In the winter of his seventeenth year, he worked out with Inoue, whom he admired, in mass boxing, a sport in which boxing is done lightly with a glove. Fujiki recalls his time there.
Everything was in another dimension. I felt like I was being guided, and it was a strange feeling being punched.
In September 2013, when Inoue challenged Mrozhon Ahmadaliev (31, Uzbekistan) for the world super bantamweight four-body title match, he invited former WBA & IBF same-class unified champion Marlon Tapales (33, Philippines) as a sparring partner. (33, Philippines), a former WBA & IBF unified champion in the same weight class, as his sparring partner. Fujiki also sparred with Tapares, who came to Japan as Inoue’s sparring partner.

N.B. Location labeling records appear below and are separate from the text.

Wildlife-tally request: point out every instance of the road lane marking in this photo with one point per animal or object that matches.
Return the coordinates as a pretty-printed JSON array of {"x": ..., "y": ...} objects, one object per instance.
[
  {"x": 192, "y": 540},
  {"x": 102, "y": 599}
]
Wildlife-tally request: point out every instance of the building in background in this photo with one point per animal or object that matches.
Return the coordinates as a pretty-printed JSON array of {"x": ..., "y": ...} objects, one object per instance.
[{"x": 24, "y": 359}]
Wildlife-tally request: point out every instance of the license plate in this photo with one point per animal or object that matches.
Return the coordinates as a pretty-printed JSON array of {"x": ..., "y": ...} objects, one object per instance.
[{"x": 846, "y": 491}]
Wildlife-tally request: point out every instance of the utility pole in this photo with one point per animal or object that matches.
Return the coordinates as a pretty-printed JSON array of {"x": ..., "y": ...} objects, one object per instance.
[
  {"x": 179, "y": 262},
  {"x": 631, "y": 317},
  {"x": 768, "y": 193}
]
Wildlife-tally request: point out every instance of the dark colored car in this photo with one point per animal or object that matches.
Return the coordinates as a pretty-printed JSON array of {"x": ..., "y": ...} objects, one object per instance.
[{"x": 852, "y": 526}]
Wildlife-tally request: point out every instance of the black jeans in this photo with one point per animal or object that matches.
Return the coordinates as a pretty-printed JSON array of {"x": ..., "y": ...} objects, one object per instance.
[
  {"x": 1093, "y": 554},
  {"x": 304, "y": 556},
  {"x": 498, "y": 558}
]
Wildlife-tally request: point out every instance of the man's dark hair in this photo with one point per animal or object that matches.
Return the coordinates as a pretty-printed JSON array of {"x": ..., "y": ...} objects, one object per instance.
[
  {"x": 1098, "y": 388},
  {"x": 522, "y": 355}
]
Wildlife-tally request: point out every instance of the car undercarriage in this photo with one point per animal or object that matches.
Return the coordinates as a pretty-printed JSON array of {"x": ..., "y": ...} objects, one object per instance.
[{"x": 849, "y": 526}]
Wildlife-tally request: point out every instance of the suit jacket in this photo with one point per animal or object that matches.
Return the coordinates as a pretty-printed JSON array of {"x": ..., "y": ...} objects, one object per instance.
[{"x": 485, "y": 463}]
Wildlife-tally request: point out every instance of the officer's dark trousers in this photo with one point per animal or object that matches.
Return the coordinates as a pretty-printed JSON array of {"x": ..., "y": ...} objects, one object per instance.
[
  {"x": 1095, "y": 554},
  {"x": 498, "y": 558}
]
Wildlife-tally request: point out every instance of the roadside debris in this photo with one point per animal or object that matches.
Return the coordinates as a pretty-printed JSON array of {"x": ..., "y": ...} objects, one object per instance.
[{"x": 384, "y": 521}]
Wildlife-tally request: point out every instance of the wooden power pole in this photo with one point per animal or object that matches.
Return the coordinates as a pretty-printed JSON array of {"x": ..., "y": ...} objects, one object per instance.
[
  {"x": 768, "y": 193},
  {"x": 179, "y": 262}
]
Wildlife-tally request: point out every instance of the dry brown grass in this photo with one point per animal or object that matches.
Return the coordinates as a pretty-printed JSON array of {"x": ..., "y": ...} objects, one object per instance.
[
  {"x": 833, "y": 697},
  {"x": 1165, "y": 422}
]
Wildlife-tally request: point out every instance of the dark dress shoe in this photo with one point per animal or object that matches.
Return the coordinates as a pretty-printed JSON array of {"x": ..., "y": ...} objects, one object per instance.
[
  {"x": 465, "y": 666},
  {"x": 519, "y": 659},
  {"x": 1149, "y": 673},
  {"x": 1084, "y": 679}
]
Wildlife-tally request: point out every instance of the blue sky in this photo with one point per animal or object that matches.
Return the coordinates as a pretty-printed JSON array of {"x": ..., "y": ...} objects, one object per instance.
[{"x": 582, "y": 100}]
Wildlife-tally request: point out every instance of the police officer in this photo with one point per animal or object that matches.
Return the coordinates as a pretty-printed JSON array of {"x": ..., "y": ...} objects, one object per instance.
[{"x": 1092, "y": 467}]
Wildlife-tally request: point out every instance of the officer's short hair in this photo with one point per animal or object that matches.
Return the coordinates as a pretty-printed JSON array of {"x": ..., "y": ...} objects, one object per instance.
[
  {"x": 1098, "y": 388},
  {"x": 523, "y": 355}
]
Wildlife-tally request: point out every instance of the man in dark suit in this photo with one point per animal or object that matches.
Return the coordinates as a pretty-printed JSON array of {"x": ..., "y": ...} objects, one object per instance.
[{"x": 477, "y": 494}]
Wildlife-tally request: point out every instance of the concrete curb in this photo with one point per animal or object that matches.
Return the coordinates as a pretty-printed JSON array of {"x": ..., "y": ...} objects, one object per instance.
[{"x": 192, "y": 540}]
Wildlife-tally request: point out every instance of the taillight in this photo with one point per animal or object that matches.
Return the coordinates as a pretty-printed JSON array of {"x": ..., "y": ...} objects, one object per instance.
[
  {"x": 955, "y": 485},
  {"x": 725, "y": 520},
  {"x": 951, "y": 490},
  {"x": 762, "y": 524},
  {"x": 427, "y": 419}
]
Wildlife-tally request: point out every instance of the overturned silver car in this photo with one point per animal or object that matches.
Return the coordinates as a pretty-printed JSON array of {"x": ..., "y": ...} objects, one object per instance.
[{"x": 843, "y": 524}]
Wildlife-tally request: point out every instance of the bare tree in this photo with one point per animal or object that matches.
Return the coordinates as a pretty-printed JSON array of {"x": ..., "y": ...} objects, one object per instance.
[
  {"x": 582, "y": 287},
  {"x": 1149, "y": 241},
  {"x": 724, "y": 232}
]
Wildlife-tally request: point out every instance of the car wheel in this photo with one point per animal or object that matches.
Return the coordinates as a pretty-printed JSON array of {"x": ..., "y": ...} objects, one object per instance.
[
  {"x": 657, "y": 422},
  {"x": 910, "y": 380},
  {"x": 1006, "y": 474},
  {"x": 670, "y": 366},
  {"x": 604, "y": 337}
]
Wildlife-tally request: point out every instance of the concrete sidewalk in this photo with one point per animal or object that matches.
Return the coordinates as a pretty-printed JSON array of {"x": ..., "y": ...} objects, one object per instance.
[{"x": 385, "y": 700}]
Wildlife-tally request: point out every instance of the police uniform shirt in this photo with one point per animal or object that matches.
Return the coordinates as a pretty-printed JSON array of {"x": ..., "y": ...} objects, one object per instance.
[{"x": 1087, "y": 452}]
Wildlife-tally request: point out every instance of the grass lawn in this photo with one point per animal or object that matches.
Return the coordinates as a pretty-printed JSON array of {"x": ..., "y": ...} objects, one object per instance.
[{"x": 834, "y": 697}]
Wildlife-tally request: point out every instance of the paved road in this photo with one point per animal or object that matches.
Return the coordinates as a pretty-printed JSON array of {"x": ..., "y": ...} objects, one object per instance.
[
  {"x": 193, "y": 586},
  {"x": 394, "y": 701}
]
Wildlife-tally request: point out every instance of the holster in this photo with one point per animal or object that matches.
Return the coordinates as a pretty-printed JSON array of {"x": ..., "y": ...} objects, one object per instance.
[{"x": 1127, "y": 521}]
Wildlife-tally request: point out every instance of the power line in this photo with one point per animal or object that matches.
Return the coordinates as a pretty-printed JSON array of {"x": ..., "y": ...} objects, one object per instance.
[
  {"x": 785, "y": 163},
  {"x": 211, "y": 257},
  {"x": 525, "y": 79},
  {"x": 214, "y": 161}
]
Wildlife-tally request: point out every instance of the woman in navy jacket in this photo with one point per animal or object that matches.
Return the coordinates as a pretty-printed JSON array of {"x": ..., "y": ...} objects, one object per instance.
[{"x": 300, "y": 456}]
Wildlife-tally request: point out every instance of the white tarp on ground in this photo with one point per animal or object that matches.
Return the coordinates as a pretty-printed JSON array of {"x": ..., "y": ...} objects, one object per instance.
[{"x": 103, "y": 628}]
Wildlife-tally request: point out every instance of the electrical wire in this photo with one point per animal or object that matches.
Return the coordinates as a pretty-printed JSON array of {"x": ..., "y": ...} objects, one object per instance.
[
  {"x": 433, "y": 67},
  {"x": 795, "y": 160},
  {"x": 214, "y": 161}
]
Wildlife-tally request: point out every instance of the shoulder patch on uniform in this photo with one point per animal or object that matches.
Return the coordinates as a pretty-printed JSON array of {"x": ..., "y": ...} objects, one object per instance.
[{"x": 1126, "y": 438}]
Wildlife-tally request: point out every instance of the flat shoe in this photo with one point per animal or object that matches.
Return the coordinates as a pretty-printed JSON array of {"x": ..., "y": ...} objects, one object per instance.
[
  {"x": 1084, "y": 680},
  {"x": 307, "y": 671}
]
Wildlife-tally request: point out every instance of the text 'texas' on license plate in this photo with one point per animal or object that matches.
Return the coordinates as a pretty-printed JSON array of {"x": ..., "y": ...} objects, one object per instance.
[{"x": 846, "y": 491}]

In their four-round sparring session, Fujiki landed a hard body blow that nearly knocked Tapares out. He was called a ‘monster high school student,’ and he was as strong as his name implies. In terms of technique, there is little more to teach. The only things I have to teach him are to get used to the small 8-ounce professional gloves and to teach him how to develop his stamina and how to distribute it because of the longer rounds,” said Okada, the trainer.
There is a blank page in the Japanese boxing world.
The middleweight welterweight division is the only division below middleweight where no Japanese fighter has ever become world champion. It is a division that attracts the best boxers in the world, and in recent years has produced superstars such as Oscar De La Hoya (53, USA), Manny Pacquiao (47, Philippines), and Floyd Mayweather (49, USA).
Ryota Murata (40) and Shinji Takehara (54) have been crowned world champions in the middleweight division, but no one has been crowned welterweight champion. Fujiki speaks plainly about the traditional weight class.
I haven’t fought a single professional fight yet, so I don’t really feel it yet, but first I will become world champion in the S featherweight division. After that, if I win more than one weight class, I’ll be looking at welterweight.
An open professional test will be held in April, and he is expected to make his professional debut on June 10. Before his debut, he was given a choice between the nicknames “The King” or “KING,” and Fujiki himself chose the former. After all, it seems to be his destiny to become the world champion.